Yen rises in Asia

01 Sep, 2010

The yen rose towards a 15-year high against the dollar on Tuesday as traders looked to test Japanese authorities' resolve on intervention after the Bank of Japan's easing steps the previous day failed to scare investors from betting on it rising further.
With mounting US economic worries seen keeping investors away from risk assets such as high-yielding currencies, the market is likely to push up the low-yielding yen, which could eventually prompt Japan to sell its currency in the markets for the first time in more than six years. On top of closely watched jobs numbers on Friday, there is housing price data on Tuesday and manufacturing data on Wednesday.
Traders said any Japanese intervention is likely to be a unilateral action, given the perception that neither the United States nor Europe would be keen to help boost the value of their own currencies in light of weakness in their economies. Japanese authorities are expected to buy the dollar against the yen to curb the yen's strength if the dollar slides 3-4 yen in one day, traders said.
The dollar slid 0.4 percent to 84.27 yen, edging near the 15-year low of 83.58 hit last week. It fell 0.7 percent on Monday as investors took profits after the Bank of Japan announced its decision to expand a cheap funding programme. The greenback fell nearly 2.6 percent against the Japanese currency this month after sliding 2.2 percent in July and around 3 percent each in June and May.

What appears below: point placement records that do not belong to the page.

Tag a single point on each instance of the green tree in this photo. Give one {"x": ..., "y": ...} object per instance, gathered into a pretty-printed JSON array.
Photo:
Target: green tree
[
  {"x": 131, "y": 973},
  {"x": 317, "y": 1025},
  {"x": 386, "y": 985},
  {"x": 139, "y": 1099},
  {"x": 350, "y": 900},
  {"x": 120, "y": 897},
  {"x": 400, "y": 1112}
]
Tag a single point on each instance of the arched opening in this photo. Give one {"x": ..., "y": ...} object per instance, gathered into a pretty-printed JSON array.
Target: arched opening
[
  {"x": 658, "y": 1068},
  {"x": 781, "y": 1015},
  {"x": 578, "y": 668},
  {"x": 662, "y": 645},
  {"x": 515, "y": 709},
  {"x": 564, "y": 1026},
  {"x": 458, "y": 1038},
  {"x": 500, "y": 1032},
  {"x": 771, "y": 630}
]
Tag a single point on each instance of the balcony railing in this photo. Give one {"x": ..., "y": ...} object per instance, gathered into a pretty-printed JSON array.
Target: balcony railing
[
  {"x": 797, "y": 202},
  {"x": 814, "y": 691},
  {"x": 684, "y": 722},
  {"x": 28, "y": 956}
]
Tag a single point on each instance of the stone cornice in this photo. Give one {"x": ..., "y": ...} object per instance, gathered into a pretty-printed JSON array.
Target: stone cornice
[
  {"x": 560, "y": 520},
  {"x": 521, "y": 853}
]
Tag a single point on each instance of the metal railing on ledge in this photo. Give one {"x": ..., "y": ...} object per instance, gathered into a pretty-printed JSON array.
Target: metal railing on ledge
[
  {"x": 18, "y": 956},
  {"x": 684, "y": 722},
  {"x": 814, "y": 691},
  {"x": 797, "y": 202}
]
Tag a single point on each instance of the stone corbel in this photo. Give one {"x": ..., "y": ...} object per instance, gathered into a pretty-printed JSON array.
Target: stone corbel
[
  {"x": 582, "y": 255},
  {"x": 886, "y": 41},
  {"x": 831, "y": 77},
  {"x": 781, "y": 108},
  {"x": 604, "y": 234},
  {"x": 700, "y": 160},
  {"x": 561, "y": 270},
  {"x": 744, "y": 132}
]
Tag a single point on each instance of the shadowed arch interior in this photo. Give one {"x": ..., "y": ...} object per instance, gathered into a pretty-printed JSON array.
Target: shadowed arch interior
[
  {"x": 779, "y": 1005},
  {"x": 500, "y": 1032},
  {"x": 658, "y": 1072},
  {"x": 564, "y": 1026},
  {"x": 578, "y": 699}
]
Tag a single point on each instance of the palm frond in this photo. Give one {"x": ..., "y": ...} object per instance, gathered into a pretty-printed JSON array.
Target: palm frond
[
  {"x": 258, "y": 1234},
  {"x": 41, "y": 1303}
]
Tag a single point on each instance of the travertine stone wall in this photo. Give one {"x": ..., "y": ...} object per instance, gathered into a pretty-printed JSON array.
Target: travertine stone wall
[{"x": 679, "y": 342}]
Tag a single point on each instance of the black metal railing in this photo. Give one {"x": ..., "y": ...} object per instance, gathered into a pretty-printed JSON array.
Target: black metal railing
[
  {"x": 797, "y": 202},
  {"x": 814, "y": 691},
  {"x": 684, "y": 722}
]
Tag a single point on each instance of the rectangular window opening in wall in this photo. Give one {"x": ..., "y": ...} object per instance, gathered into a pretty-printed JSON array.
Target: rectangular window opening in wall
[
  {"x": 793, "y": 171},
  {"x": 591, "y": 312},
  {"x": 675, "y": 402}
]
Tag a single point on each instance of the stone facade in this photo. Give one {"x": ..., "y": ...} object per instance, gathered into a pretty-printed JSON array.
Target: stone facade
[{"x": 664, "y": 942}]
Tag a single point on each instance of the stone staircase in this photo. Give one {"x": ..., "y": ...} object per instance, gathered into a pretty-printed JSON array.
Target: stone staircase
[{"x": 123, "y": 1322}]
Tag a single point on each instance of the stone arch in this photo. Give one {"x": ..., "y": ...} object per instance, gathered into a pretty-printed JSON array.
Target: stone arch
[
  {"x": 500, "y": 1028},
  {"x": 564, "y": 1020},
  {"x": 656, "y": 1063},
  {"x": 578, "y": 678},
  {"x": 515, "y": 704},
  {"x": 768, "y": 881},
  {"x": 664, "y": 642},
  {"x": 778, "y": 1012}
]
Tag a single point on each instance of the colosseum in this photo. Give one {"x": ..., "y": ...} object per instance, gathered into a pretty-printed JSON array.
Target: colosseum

The Australian dollar fell 0.3 percent to 75.24 yen, dented by a 3 percent fall in Tokyo's Nikkei stock average that fuelled risk aversion among Japanese investors. Japanese retail margin traders boosted their combined net long position in dollar/yen and six cross/yen pairs by 53,138 contracts, or 13 percent, to 461,456 contracts on Monday, according to Tokyo Financial Exchange data. This boosted their combined net long positions in seven major currencies against the yen near a record high of 508,101 lots marked on August 24.
In another sign of investor risk aversion, the euro slumped to a record low against the safe-haven Swiss franc on heavy selling by emerging market players. The euro fell as low as 1.2934 franc, down 0.4 percent on the day. The euro fell 0.5 percent against the yen to 106.65 yen, crawling towards a nine-year low of 105.44 yen hit last week.
Against the dollar, the euro was little changed on the day at $1.2659. It is expected to find some support around $1.2605, a 50 percent retracement of the euro's rally from June to early August, and at a low of $1.2588 hit a week ago, although a break below these levels could set off a fresh downward trend.